A mentira é o preço que temos de pagar por sermos capazes de imaginar um mundo diferente daquele em que temos vivido.
Por isso a maior parte das crianças aprende que não se deve mentir, pois numa sociedade em que a mentira seja frequente falta a confiança, um dos principais motores do desenvolvimanto económico.
Reservar um dia como por exemplo o 1º de Abril para dizer mentiras ou as partidas do Carnaval, que assumem muitas vezes também a forma de mentira, são formas de libertar o exercício de um potencial dos seres humanos.
Quando fiz o serviço militar obrigatório nos anos 70 em Mafra fui surpreendido pela quantidade enorme de boatos (nome vernáculo das actuais “fake news”) que fervilhavam naquela comunidade de umas centenas de recrutas relativamente isolada do mundo exterior. Tratava-se na maioria dos casos de informações inventadas sobre a possibilidade de sair do quartel, sobre a natureza das actividades que nos esperavam e outros detalhes do quotidiano do próximo futuro.

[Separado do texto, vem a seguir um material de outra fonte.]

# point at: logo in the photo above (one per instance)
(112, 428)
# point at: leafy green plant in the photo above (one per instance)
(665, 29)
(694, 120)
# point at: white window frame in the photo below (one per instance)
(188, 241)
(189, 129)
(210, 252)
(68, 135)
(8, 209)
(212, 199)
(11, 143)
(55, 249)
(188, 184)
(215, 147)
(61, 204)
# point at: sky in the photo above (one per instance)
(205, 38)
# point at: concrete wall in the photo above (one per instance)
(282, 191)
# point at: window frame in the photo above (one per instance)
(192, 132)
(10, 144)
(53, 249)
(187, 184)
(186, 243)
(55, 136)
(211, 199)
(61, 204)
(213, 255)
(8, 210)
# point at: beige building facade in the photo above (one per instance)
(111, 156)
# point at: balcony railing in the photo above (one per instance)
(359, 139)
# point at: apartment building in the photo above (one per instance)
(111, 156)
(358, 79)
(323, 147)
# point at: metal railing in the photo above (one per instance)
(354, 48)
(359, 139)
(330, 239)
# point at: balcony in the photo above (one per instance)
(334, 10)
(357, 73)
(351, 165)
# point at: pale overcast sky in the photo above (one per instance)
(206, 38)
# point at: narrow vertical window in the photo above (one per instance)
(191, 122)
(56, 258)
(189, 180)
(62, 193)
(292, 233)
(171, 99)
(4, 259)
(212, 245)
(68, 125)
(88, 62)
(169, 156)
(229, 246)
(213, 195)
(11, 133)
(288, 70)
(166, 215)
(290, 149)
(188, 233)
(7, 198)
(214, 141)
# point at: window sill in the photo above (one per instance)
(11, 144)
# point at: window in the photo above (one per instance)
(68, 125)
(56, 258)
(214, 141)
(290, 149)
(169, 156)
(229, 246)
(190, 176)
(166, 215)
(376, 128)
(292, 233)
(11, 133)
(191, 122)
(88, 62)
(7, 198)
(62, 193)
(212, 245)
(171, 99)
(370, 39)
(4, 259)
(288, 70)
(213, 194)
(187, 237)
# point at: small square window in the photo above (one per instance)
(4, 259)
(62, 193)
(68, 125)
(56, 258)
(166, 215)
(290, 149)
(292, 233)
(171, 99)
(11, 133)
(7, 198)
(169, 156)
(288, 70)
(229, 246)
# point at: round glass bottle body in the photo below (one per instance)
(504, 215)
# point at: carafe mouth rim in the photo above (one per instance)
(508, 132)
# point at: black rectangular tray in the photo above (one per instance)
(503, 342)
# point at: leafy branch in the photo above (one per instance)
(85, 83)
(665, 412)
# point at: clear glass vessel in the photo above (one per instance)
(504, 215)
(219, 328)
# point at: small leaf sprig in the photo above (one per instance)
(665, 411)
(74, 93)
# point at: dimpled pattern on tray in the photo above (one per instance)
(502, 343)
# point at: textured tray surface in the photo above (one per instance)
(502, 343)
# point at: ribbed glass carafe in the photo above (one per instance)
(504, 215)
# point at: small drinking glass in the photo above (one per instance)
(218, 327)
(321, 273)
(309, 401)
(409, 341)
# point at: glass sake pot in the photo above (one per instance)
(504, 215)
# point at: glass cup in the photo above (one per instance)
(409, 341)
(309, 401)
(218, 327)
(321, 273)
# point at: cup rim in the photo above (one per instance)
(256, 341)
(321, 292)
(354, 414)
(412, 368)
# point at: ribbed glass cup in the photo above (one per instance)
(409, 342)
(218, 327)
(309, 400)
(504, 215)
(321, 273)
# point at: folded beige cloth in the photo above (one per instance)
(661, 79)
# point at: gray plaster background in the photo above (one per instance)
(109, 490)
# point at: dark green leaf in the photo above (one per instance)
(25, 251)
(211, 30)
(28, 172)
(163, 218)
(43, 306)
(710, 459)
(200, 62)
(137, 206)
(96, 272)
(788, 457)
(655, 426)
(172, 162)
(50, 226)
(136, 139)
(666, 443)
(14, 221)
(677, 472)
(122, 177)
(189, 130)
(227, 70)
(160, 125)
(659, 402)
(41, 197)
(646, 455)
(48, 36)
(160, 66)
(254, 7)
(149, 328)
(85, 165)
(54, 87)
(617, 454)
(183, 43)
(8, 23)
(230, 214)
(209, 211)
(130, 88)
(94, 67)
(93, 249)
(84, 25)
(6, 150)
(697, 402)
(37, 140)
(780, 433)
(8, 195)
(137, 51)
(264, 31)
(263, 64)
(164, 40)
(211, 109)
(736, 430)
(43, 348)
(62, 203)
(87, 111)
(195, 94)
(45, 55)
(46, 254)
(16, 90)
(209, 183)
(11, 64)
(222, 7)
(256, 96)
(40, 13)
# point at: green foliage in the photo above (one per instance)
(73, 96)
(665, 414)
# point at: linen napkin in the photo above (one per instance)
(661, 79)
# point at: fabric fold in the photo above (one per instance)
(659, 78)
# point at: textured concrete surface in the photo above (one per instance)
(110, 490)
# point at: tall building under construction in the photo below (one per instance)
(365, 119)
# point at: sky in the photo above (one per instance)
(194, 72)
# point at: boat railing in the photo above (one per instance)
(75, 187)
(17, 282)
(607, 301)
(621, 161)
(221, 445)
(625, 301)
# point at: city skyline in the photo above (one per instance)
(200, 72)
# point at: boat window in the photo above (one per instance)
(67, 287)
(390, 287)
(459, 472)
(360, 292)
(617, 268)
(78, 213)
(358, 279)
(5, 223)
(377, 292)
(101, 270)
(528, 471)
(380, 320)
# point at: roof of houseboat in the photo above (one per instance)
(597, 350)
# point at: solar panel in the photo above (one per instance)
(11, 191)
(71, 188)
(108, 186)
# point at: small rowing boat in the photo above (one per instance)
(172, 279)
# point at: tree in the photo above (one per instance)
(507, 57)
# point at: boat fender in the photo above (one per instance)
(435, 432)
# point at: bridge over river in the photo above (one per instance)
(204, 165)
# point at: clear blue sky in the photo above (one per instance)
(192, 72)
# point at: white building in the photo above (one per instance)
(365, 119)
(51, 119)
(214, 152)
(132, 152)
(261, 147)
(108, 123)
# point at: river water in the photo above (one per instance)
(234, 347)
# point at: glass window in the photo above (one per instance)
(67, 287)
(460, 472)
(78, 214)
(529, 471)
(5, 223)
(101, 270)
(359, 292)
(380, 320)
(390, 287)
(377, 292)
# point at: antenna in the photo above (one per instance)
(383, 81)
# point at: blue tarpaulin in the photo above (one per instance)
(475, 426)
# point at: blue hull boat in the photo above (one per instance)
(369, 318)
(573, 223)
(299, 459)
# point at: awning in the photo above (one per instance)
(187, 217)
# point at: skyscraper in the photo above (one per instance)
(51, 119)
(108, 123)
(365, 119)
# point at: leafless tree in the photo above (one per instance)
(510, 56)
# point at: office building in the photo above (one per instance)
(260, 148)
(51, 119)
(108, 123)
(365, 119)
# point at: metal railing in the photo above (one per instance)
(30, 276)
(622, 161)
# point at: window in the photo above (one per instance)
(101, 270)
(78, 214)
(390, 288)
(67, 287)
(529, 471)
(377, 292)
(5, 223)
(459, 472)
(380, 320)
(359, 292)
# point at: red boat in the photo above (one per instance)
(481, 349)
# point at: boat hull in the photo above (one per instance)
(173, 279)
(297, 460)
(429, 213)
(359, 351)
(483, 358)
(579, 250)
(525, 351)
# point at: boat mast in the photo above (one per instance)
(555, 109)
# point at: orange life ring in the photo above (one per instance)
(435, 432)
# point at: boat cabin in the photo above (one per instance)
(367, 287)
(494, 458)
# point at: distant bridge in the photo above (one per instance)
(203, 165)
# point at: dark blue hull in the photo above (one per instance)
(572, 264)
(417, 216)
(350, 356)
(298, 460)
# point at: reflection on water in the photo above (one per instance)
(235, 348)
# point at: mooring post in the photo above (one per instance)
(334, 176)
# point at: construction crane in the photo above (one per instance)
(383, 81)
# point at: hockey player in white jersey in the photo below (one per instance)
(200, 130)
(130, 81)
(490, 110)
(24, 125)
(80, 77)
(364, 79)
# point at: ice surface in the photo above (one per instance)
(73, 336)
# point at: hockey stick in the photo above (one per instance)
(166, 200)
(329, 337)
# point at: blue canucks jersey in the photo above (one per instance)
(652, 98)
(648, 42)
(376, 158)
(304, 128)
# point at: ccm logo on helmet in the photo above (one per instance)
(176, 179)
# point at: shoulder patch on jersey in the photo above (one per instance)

Tenho-me interrogado muitas vezes sobre a razão de existirem tantos boatos e agora que estou a escrever sobre esse mistério começo a perceber que em parte se deviam à falta de informação credível sobre o que nos esperava no futuro. Numa hipótese benigna essa falta de informação era intencional por parte das hierarquias militares encarregues da nossa formação, para nos habituarmos a viver num ambiente de incerteza típico das guerras, em que o inimigo não tem normalmente a gentileza de nos revelar as suas intenções. Numa hipótese menos benigna era simples falta de consideração pelos recrutas. A presença de perguntas sobre o que nos reservava o futuro era um estímulo para inventar futuros possíveis.
Há uns anos vi um folheto com um óptimo aspecto gráfico cheio de disparates. Nessa altura apercebi-me que enquanto anteriormente a qualidade gráfica era tão dispendiosa que o que era publicado com qualidade gráfica era objecto de muitas revisões sobre a informação transmitida, agora já não podia basear-me na qualidade gráfica para certificar a qualidade da mensagem.
A internet praticamente anulou o custo de tornar pública uma dada informação. Ficámos com a possibilidade de aceder a um conjunto de informações valiosas com uma velocidade enorme, face ao que era possivel anteriormente. Mas o facto de a informação estar muito difundida (ser viral) que antigamente era quase uma certificação de veracidade, deixou de ser uma base certa de verosimilhança.
Resumindo, as técnicas de validação de informação continuam a ser necessárias mas as que eram usadas antigamente perderam boa parte da sua eficácia, sendo necessário usar novas técnicas mais adaptadas às novas possibilidades. E se calhar existem muitos boatos porque as informações mais oficiais ou são inexistentes ou pouco credíveis.
Como curiosidade deixo aqui uma foto da Biblioteca da Holland House em Londres, depois de um bombardeamento em Setembro de 1940.
Li na Wikipédia a história da Holland House.
Li algures que a fotografia foi encenada, para dar a ideia que mesmo depois dos bombardeamentos a “vida normal” podia continuar e que a publicação da fotografia foi autorizada pela censura aos meios de comunicação social que existiu durante a guerra.
Depois passei por este texto da Southern Illinois University de que gostei e de que transcrevo parte:
«The photograph provides an image of the fetishization of the text, or document, of the ways in which history attaches itself, not to the social disturbances and crises surrounding it on all sides, but to the ruins of the past, and even more so, to the orderly archive of the narratives of those ruins. In that austere repository of the bound volumes of fabula and historia -- the library -- the scholar seeks the world of lived human experience but encounters instead one of its chief symptoms -- writing.»
A força da imagem vem também da possibilidade de verosimilhança da situação. A atracção pela palavra escrita leva por vezes as pessoas a alhearem-se da realidade que as rodeia. Antes com os livros, agora com os tablets.